From your personal health to the health of your career and employer brand, there are many benefits to taking vacation days…and encouraging your employees to do the same. Here are five tips for helping you take your vacation days:
Vacation days should not be confused with sick days. While some company policies will combine all PTO days together, for the sake of this blog post, we are referring to days you voluntarily take off unrelated to illness. Planning ahead is the most effective way to guarantee you’ll take your vacation days.
Fifty-two percent of employees who set aside time each year to plan out their vacation days take all their time off.
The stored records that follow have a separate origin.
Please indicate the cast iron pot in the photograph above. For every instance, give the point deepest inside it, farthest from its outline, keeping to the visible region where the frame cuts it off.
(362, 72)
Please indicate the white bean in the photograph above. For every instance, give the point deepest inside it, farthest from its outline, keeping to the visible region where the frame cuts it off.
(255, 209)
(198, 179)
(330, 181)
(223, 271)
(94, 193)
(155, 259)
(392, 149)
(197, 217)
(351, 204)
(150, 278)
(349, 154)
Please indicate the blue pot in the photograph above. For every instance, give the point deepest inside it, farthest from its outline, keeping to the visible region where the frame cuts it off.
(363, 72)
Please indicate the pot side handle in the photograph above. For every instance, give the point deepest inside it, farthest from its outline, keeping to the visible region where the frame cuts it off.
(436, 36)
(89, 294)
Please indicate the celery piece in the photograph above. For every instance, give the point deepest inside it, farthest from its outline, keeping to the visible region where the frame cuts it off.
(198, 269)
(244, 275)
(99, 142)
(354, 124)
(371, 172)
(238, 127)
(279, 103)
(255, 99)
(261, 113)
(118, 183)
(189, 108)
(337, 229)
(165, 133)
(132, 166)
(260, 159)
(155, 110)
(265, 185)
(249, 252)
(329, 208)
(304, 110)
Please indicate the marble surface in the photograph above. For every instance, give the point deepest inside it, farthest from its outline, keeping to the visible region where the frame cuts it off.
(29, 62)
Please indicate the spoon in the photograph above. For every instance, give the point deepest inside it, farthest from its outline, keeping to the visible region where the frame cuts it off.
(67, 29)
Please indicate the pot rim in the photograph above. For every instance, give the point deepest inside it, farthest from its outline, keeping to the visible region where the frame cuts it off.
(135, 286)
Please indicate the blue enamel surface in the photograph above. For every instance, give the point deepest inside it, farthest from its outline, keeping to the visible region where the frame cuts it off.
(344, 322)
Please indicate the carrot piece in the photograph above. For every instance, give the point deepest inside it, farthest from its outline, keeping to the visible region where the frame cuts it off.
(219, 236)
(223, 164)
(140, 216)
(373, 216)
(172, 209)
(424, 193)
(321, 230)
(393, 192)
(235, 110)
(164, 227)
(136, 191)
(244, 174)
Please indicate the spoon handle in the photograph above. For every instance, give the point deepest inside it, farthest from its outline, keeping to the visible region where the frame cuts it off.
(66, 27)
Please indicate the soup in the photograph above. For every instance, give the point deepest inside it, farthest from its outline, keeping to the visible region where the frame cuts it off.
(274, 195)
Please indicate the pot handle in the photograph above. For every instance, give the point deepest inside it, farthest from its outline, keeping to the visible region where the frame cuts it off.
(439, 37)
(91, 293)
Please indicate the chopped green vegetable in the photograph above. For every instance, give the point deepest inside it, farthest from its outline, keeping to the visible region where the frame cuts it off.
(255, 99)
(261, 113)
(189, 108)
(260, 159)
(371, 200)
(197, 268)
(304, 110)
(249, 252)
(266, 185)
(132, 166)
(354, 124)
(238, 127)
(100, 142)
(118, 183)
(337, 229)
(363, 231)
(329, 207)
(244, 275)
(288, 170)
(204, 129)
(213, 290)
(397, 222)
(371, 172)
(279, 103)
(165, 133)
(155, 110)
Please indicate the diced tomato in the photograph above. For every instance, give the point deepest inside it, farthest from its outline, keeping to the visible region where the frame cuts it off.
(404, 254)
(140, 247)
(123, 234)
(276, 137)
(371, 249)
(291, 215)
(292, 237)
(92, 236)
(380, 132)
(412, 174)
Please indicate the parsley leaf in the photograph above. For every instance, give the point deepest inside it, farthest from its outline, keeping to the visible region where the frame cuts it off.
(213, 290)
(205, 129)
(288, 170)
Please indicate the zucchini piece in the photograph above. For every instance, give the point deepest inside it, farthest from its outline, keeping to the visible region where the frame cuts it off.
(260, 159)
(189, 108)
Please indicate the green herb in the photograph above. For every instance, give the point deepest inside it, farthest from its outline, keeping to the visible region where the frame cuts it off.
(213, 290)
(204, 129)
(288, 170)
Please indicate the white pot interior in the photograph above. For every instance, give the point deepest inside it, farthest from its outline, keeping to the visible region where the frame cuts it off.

It’s easier to take time off when you’ve given plenty of notice to your manager and coworkers, and you have plenty of time to best prepare for being out of the office. Plus, planning your vacation will also give you something to look forward to --increasing your overall happiness.
It sounds simple, but making sure you take vacation days is really about prioritization. To help, think about vacation days as dollars. By not taking your vacation days, you are essentially giving money back to your employer.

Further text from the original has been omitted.